ISO 9001:2015 Clause 8.5.6

What is ISO 9001:2015 Clause 8.5.6?

Clause 8.5.6 of ISO 9001:2015 is titled “Control of Changes.” This clause outlines requirements for organizations to establish processes to control and manage changes within their quality management system (QMS).

Key points outlined in Clause 8.5.6 include:

General Requirement:

Organizations must establish, implement, maintain, and continually improve processes to control and manage changes within their QMS.

Review of Changes:

Organizations must review and evaluate changes before implementation to ensure that they do not have an adverse impact on the QMS’s integrity.

Authorization of Changes:

Changes must be authorized by relevant personnel before implementation.

Communication of Changes:

Organizations must communicate relevant changes to the appropriate personnel and functions affected by the change.

Review of Consequences:

Organizations must review the consequences of changes, including their effects on constituent parts of the QMS, to ensure their integrity is maintained.

Traceability of Changes:

Organizations should maintain traceability of changes, including the rationale for the changes and any necessary approvals.

Documentation of Changes:

Organizations must update relevant documentation to reflect approved changes. Overall, this clause emphasizes the importance of managing changes effectively within the QMS to maintain its integrity, ensure conformity to requirements, and continually improve the organization’s processes.  

How do companies comply with clause 8.5.6?

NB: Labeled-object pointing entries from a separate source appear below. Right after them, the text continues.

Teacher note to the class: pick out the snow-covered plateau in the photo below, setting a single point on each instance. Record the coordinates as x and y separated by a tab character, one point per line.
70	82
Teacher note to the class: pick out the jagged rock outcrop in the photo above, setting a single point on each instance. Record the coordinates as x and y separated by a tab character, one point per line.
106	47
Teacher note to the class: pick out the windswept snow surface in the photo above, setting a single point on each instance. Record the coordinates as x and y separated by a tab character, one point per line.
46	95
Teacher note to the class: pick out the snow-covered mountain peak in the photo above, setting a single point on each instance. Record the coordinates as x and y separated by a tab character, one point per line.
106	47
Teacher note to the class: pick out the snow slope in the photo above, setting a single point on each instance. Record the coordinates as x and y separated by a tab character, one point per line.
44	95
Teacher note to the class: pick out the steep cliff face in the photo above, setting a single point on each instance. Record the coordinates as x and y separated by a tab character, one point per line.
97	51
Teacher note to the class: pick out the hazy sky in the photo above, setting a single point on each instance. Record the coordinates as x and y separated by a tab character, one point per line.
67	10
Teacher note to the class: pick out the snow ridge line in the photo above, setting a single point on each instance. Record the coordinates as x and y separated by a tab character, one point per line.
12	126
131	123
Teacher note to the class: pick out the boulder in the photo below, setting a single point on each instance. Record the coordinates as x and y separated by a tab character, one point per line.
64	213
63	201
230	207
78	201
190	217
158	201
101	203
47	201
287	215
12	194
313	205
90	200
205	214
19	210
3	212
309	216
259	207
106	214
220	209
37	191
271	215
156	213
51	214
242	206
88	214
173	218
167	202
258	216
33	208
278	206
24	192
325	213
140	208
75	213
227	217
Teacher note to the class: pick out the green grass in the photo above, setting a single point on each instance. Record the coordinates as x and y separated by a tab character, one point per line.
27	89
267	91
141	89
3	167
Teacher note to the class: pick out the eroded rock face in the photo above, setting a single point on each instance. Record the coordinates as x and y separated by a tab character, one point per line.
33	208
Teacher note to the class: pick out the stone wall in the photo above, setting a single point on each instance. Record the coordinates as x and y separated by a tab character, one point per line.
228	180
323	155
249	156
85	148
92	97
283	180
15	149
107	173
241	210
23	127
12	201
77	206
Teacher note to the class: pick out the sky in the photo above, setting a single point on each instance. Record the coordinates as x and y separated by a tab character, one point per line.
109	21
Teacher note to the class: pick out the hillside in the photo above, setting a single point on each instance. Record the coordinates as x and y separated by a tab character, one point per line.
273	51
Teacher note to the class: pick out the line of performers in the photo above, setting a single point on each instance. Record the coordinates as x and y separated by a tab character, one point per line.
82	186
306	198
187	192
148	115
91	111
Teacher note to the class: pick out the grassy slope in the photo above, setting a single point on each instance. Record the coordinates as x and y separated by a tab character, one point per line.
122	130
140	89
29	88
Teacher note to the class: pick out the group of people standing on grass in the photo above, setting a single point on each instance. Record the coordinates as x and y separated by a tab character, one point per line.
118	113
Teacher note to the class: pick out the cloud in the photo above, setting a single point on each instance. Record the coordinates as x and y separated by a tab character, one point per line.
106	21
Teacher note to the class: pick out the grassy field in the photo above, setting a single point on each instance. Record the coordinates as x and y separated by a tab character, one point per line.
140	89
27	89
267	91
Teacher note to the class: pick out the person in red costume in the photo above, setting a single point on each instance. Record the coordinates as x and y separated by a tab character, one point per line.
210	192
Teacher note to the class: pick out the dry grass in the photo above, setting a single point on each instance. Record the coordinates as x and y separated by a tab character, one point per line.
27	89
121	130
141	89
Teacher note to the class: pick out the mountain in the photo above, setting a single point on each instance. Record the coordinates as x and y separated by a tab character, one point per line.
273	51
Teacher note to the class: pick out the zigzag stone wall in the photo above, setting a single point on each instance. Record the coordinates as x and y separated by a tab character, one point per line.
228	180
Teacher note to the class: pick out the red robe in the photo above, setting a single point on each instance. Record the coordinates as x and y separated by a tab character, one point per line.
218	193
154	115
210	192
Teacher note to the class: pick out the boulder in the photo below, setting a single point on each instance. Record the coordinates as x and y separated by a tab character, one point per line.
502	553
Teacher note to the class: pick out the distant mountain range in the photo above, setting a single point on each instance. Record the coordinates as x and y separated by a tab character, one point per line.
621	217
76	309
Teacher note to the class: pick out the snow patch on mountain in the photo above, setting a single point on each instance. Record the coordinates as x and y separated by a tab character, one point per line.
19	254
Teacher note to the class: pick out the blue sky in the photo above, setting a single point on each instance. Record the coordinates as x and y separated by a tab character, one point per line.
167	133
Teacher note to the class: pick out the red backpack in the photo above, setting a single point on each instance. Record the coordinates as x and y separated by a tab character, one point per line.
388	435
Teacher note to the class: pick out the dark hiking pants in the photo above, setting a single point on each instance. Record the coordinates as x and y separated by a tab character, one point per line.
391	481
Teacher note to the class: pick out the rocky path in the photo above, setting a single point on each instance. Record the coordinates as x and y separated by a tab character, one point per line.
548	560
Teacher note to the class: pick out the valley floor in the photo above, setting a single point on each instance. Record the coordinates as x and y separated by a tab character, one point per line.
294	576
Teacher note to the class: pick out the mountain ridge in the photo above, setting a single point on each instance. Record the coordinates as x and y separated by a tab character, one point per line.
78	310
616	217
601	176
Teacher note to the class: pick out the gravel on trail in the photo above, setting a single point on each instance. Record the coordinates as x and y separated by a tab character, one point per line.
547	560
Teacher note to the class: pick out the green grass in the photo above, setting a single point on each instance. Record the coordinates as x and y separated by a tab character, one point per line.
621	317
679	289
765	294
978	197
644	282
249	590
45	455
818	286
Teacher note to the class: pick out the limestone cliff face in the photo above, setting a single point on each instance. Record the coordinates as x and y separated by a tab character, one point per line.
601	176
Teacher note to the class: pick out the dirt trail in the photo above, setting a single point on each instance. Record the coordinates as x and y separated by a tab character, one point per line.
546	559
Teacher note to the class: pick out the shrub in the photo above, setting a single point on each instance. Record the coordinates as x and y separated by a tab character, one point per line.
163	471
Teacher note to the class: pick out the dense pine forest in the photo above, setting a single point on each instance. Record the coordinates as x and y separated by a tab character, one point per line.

Compliance with Clause 8.5.6 of ISO 9001:2015 requires a systematic approach to managing changes within the quality management system (QMS). Here are the steps a company can take to comply with this clause:

Establish a Change Control Process:

Develop a documented procedure that outlines the process for initiating, reviewing, approving, implementing, and verifying changes within the QMS. This process should be tailored to the organization’s size, complexity, and specific needs.

Identify Change Triggers:

Determine what types of changes require formal control and establish criteria for identifying and categorizing changes. This could include changes to processes, procedures, documents, equipment, facilities, personnel, suppliers, or organizational structure.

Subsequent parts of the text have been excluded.